Il y a 25 points de vente de cigares en Polynésie. « Il n’y a pas de bureaux de tabac ici, détaille Emmanuel Passevent, directeur commercial d’Imporlux, l’importateur local des havanes et de Davidoff – qui possède aussi la boutique duty free de l’aéroport international de Papeete. Les cigarettes sont vendues dans les stations-services, hypers et supermarchés, magasins d’alimentation… Et pour ce qui est des cigares, ils sont vendus essentiellement dans les hôtels, cafés, restaurants et caves à vins ». Ici aussi, les prix sont libres, mais comme dans tous les outre-mer, les superpositions de taxes nationales et locales rendent les cigares particulièrement onéreux. Le Partagás D4 s’affiche à plus de 30 euros, selon l’importateur qui assure appliquer les prix recommandés par son fournisseur, Pacific Cigar Company.

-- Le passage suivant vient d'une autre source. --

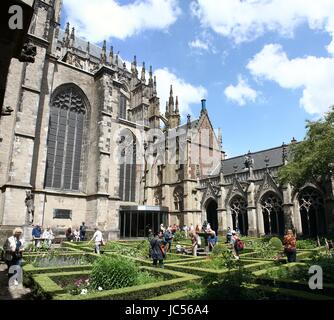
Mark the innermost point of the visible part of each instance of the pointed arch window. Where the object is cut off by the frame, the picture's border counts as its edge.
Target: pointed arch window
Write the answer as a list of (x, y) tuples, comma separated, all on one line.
[(273, 216), (238, 207), (122, 106), (178, 196), (312, 212), (65, 139), (128, 166)]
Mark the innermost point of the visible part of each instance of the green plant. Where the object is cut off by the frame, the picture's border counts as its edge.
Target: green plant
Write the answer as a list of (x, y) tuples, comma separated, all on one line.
[(306, 244), (275, 243), (112, 272), (179, 235), (219, 249)]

Dans un paysage largement dominé par les havanes, quelques entrepreneurs commencent à essayer d’importer des cigares d’autres terroirs, parmi lesquels la marque Horacio.
En 2009, la Polynésie s’est dotée d’une « loi de Pays » interdisant de fumer dans les lieux publics ainsi que toute forme de publicité sur le tabac. C’est suffisamment rare dans les outre-mer pour mériter d’être signalé : il existe un fumoir, situé dans le restaurant Le Mandarin à Papeete.